Bu kadar saygısızlık yeter mi dersiniz? Yetmiyor. Kaç kez ölü, ölmüş, sözleriyle sonsuza kadar Türk ulusunun gönlünde yaşayacak olan yüce Önderimizi aklınca küçümsüyor:

“Ölmüş birinin ne oraya konacak çelenkten ne söylenecek sözden ne de yazılacak yazıdan haberinin olmayacağı, dolayısıyla bu yapılanların ölüye bir fayda sağlamayacağı, ölünün de onlara bir faydasının dokunmayacağını o işi yapanlar da pekâlâ bilirler.”
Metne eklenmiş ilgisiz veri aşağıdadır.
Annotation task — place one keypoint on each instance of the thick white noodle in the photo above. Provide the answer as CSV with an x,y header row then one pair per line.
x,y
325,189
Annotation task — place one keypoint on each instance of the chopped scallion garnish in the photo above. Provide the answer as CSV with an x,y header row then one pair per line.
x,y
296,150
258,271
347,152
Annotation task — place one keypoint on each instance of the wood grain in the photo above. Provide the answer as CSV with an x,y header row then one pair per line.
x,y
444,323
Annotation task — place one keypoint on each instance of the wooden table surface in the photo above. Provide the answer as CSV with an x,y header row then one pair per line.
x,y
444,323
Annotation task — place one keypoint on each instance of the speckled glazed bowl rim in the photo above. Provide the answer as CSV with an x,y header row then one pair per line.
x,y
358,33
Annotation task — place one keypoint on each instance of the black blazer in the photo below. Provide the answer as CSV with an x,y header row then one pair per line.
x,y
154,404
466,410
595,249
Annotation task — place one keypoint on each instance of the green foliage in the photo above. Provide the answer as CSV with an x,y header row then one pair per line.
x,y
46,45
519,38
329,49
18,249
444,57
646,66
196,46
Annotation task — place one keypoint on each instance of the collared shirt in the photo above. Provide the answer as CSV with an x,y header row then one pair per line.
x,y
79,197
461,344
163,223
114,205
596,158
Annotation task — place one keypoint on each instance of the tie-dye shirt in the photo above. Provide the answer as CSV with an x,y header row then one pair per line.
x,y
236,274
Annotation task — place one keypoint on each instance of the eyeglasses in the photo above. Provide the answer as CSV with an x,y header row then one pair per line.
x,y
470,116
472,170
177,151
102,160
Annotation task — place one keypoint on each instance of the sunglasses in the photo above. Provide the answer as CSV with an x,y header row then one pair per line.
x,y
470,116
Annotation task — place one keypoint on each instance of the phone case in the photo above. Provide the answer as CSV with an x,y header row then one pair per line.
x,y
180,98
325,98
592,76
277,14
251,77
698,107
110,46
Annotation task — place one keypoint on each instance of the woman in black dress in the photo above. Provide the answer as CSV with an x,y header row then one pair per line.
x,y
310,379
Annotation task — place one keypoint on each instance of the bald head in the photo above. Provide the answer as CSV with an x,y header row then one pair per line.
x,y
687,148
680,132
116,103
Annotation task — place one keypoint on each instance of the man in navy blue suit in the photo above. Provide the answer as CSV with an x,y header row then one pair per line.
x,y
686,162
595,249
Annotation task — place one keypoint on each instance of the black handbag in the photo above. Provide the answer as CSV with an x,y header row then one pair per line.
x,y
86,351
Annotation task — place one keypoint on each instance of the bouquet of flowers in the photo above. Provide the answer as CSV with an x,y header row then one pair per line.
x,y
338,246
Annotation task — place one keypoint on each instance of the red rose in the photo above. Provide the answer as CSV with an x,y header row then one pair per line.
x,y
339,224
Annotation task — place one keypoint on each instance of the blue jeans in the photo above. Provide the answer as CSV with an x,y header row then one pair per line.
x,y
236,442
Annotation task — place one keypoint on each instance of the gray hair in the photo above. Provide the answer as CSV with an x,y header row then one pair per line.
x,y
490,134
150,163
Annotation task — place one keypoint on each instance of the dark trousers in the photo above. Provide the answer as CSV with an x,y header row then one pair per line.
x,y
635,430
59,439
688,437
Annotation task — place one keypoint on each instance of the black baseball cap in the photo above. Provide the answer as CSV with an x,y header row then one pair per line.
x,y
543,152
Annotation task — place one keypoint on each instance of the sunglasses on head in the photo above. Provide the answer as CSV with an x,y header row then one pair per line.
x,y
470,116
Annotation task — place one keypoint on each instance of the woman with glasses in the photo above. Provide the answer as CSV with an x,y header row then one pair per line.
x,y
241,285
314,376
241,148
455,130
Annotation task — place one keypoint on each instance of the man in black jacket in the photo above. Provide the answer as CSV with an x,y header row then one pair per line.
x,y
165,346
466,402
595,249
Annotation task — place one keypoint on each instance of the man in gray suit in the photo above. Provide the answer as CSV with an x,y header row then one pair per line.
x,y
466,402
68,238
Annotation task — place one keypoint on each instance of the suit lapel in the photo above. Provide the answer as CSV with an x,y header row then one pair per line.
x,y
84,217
Sonra ders vermeye başlıyor mezar üzerine. Bu yazıdaki amacı da ortaya çıkıyor bu arada.

Dincilerin (dini kullananların) hedeflerinde Anıtkabir. Önce orayı anıt yapıdan çıkaracaklar, türbeye çevirecekler... Sıradan bir mezarlık durumuna düşürülecek Anıtkabir. Sonrası sen sağ ben selamet. Talan, yıkım...

“Bu yapılanların dinde de yeri yoktur. Evet kabir ziyareti vardır. Ölümden ders almak için.”

Bunları derken yine kafası karışmış. Kabir ile Anıtkabir’i birbirinden ayıramamış.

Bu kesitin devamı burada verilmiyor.